More about the film:
The film features interviews with real volunteers, and with Arrow experts such as Russ Isinger, Erin Gregory, Palmiro Campagna, Yvan Blondin, and others. It blends the story of the first Arrow with the story of the Arrow II, and above all tells the stories of the people who work to see her fly again.
- Chapter 1: Jet Engines in a Fibreglass Body. In this pilot episode, we meet two of the volunteers and first see the Arrow II. Unfortunately, it ends in tragedy as one of the members passes away unexpectedly.
- Chapter 2: Waiting with Cutting Torches. Why were all copies of the Arrow destroyed? And why are fans still scarred by this violence today. If Canada was a person, this would be our PTSD.
- Chapter 3: Dream Simulator: The Arrow II guys are building their plane first on the simulator, just like the original Avro engineers did. In this episode a sceptic is converted, and we learn that the first Arrow flew first in a a computer, except that computer was the size of a warehouse.
- Chapter 4: Missing the (Bo)marc. The government of the day declared the Arrow obsolete, then it replaced it with an obsolete American missile system. Today defence procurement follows this same pattern, right up until the (almost) procurement of the Boeing SuperHornet. Meanwhile, the guys and girls at the museum struggle with a materials issue when attaching the plane’s tail.
- Chapter 5: ORENDA is the Magic Word. The Avro Museum gets two jet engines from an old Learjet, and then is gifted two more. These engines are related to the legendary ORENDA engine which was an accidental casualty of the Arrow’s cancellation.
- Chapter 6: Declassified. Thanks to Palmiro Campagna and others, documents of record are now finally open to scrutiny. At the Avro Museum, too, there are boxes of files lifted from Avro Canada that were presumed destroyed by the government.

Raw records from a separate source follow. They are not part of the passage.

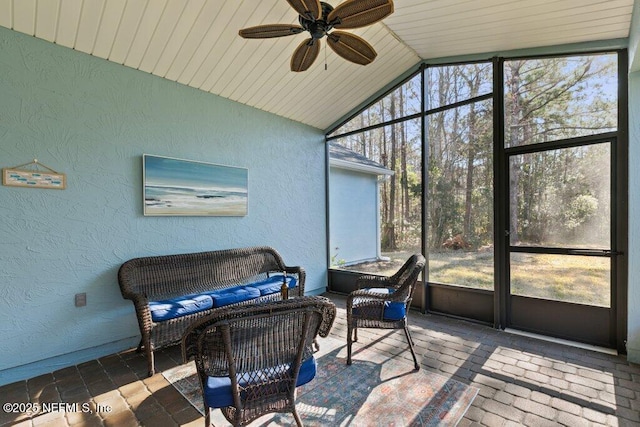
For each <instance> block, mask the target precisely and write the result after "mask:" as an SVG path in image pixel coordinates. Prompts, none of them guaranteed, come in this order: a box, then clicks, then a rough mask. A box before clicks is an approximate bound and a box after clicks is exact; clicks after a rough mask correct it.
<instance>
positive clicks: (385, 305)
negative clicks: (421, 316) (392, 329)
mask: <svg viewBox="0 0 640 427" xmlns="http://www.w3.org/2000/svg"><path fill="white" fill-rule="evenodd" d="M365 290H366V291H368V292H375V293H379V294H386V295H389V294H392V293H393V291H394V289H393V288H366V289H365ZM360 310H362V311H364V310H365V309H364V307H363V308H362V309H359V307H357V306H354V307H353V315H354V316H355V317H358V314H359V311H360ZM406 314H407V307H406V306H405V303H404V302H401V301H385V303H384V312H383V314H382V318H383V319H384V320H389V321H396V320H401V319H403V318H404V316H406Z"/></svg>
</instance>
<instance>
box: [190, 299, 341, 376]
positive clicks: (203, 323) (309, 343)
mask: <svg viewBox="0 0 640 427" xmlns="http://www.w3.org/2000/svg"><path fill="white" fill-rule="evenodd" d="M307 313H311V314H307ZM335 315H336V307H335V304H333V303H332V302H331V301H330V300H329V299H327V298H324V297H320V296H307V297H298V298H293V299H290V300H285V301H269V302H264V303H260V304H255V305H250V306H243V307H232V308H224V309H219V310H217V311H216V312H215V313H213V314H211V315H209V316H207V317H204V318H202V319H200V320H198V321H196V322H194V323H193V324H192V325H191V326H190V327H189V329H188V330H187V331H186V332H185V334H184V336H183V339H182V351H183V358H184V360H185V361H187V360H190V359H192V358H196V360H197V359H198V358H201V359H202V360H201V363H202V366H200V368H201V369H203V370H205V371H206V372H209V375H213V374H214V373H215V372H217V374H216V375H226V372H227V369H228V368H227V367H226V358H227V353H226V352H227V351H228V348H227V347H228V346H227V344H225V343H224V340H223V338H224V337H223V330H224V328H227V325H232V324H233V328H236V329H238V330H242V329H243V328H244V329H247V328H246V325H247V324H248V325H250V328H249V329H251V328H253V329H255V331H250V330H248V331H244V332H241V333H245V334H247V336H248V339H250V340H253V343H254V344H255V345H256V346H258V347H259V348H260V349H261V351H267V349H272V350H273V351H274V352H276V351H278V348H280V347H281V345H279V344H275V343H277V342H278V341H277V340H273V339H276V338H277V339H280V336H279V335H278V334H285V333H286V334H289V336H288V337H286V338H282V339H284V340H290V339H295V340H299V339H301V336H300V335H299V334H302V333H304V334H306V335H305V346H304V355H303V358H304V359H306V358H307V356H309V355H310V354H311V352H312V346H311V343H312V342H313V339H314V338H315V337H316V336H317V335H318V334H321V336H326V335H327V334H328V333H329V330H330V329H331V326H332V324H333V320H334V318H335ZM291 316H293V317H291ZM305 316H307V317H309V319H310V324H309V330H300V329H299V326H300V325H299V324H298V323H296V322H298V321H297V320H295V321H294V320H292V319H293V318H295V317H299V318H302V317H305ZM285 318H287V319H288V320H284V319H285ZM275 319H278V320H277V321H276V320H275ZM245 322H249V323H245ZM296 334H298V335H296ZM235 337H236V338H233V339H240V338H238V337H240V335H235ZM291 337H293V338H291ZM272 338H273V339H272ZM261 341H262V342H261ZM274 344H275V345H274ZM229 345H231V344H229ZM256 348H257V347H256ZM272 350H269V351H272ZM253 355H255V353H253ZM265 357H266V356H265ZM278 357H284V356H282V355H279V356H278ZM198 363H200V362H198ZM252 363H256V364H255V365H254V366H259V363H264V364H265V365H264V366H266V364H267V363H268V361H267V360H265V361H263V362H252ZM243 369H244V368H243Z"/></svg>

- Chapter 7: The Vale of Eden. There are other Arrow replicas, like the one in Edenvale, Ontario. They don’t fly, but a visit there gives an idea of the immensity of the Arrow project, and the sheer beauty of the plane. Following musician Gord as he visits hallowed ground and can only respond in song.
- Chapter 8: Paul Coffey’s New Bling. Aldrwoman Carolyn Parrish has a pet project, and it’s going to cost millions. But, Paul Coffey park with have an Avro Arrow replica to stand beside its existing CF100. What could the guys in Springfield do with that kind of money? In fact, money woes are starting to become a problem to the continuation of work at the museum. Will they make it to 2027?
- Chapter 9: Diefenbaker’s Comuppance. Diefenbaker is often raked over the coals for his decision to cancel the original Arrow. But not everyone blames the Dief’ for what turns out to be a controversial game of blame. Can we let the Chief off the hook?
- Chapter 10: Parallel Dreams. There is one casualty of the cancellation of the Arrow who is insufficiently mourned: The Avro Jetliner. Paul Davies and (insert name here) argue that the most bitter pill for Canadian aviation is the loss of the Avro Jetliner, arguably the first and finest jet passenger plane in the world which, like the Arrow, survives only in pieces at the Canadian Air and Space museum. What lessons does this hold for how we deal with Bombardier, among others in 2025 and beyond.